Everytime someone gets lazy, there will be a post putting it down to depresssion and I grown a bit. In this case, there might well be something in it. The fact you were not pushing for children and he has a low sperm count probably means it will never happen. 

This is not to excuse him. The treatment for low sperm and for depression is pretty much the same. Vital to both is not watching television and being more active. I do not write that about TV flippantly, it has a distinct effect of lowering sperm counts. Sitting at home relying on you will increase depression and lower sperm count. 

His behavior is not OK. It is very unmanly, supporting him in getting into a lifestyle to boost his sperm count might help. It si a long shot though.


----------



## singleincome40yroldkid (Dec 15, 2014)

So I had the more difficult talk over this weekend - about my line in the sand. Got out some of the feelings that I had been having (resentment etc) and put them on the table. I felt the conversation was going relatively well. We had both brought up that there were certain areas that needed work. I mentioned that not putting in the effort this time is not going to work - that I do not want to coast through this relationship anymore - that they (all relationships) take ongoing work I and was not the only one that needed to contribute. A major issue we have is communication - he cannot seem to vocalize (rationally) his feelings / needs / likes /dislikes. This is an area that I told him that he needs to work on - he needs to be able to tell me things. So - that opened us up into another conversation - Christmas. My husband is an only child to a single mum. Every year we (him and I) have had his mum overnight on xmas eve, spent xmas morning together (the 3 of us) and then had his mum come to my families xmas dinner (when she chose to accept the invite). This year apparently he is 'not picking sides' (which it has never been about) and has told me that he will not be making time for my family on Christmas day (dinner basically - his mum is not coming to my family this year - she is going to spend the holidays with her friends in the city 'people who also don't have families'). He would be fine to see my family on maybe boxing day - but not Christmas Day (this also comes from the man who 'doesn't understand xmas. It is just another day'. So now the line has become xmas day - awesome! I cannot stand for separate xmas plans. While he is stating he no longer wishes to select sides - I think that the choice that he is making is the ultimate choice. I feel as though I am being disrespected yet again - as is my family. I just don't understand .....


----------



## EleGirl (Dec 3, 2011)

This is his passive aggressive way to punish you for brining up the things you brought up. So now you will without him for Christmas.

In the long talks you had this weekend, what was said about him getting a job? What did you say? What did he say?


----------



## singleincome40yroldkid (Dec 15, 2014)

He did say he was going to have to get a job in the new year. We went through 'his' bills etc together. he said he wondered why I hadn't done that yet. When I asked him when in the new year - he had said when the project at my work comes up that I had mentioned to him. I work for a company that does some work with retailers - we have a small project coming up that is a one time thing and will pay $34. I said that he would need more than that for work to pay his bills etc .... asked again what his plans were - that he could not make him finding work my responsibility and with the way that he was being that I would not even consider him for that project because currently my work is the aspect of my life that is going well....and that's about where that topic died ...


----------



## EleGirl (Dec 3, 2011)

So the whole getting a job next year was about a $34 "project"? Really?

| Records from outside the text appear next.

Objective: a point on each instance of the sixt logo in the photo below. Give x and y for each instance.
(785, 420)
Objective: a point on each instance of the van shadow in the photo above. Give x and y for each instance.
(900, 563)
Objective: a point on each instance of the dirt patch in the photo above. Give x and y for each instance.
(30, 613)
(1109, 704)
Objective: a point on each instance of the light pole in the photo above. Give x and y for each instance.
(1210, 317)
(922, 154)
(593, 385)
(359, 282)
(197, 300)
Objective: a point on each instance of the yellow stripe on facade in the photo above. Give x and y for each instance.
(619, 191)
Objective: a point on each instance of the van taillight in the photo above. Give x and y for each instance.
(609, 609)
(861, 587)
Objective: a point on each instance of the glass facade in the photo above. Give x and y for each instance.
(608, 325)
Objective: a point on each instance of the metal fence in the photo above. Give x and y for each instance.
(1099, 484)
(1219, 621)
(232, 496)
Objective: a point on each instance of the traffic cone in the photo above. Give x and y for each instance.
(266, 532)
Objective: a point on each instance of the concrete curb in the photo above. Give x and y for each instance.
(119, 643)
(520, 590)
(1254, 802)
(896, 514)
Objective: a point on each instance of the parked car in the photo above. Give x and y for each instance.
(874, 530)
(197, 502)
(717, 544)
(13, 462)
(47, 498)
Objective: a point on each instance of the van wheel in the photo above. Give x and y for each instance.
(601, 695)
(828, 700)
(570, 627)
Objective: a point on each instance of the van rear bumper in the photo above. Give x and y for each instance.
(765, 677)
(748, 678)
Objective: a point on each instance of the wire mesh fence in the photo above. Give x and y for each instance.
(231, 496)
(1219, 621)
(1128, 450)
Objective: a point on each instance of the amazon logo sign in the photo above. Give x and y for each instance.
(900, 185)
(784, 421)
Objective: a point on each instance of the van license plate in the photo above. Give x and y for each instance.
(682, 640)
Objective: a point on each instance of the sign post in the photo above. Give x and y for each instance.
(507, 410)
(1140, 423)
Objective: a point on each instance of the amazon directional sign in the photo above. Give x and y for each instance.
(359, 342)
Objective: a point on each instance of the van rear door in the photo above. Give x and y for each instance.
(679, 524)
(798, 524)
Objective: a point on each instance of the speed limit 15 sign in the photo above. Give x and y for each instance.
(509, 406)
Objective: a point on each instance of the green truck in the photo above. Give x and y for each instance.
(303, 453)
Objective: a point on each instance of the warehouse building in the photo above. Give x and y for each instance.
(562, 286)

Sounds like basically he did not address him getting a job. He intends to continue to force you to support him.

What are you going to do about this?


----------



## singleincome40yroldkid (Dec 15, 2014)

I have no friggin clue! I am in the spot where I know I need to decide - do I pick up the pieces again until the next major issue - or do I pick up my pieces and throw 'em in a suitcase ... I know that there is no place that you can google this answer - I think I am in the stage of discovering I have done what I can - and I cannot change or grow a partnership with someone that is not in it to the fullest. I've dealt with similar things for so long that it has become my normal - led to believe that what I truly desire as a marriage/love only happens in movies ... fairytales.


----------



## singleincome40yroldkid (Dec 15, 2014)

This is part of my sound check !


----------



## Mr The Other (Feb 1, 2014)

singleincome40yroldkid said:


> I have no friggin clue! I am in the spot where I know I need to decide - do I pick up the pieces again until the next major issue - or do I pick up my pieces and throw 'em in a suitcase ... I know that there is no place that you can google this answer - I think I am in the stage of discovering I have done what I can - and I cannot change or grow a partnership with someone that is not in it to the fullest. I've dealt with similar things for so long that it has become my normal - led to believe that what I truly desire as a marriage/love only happens in movies ... fairytales.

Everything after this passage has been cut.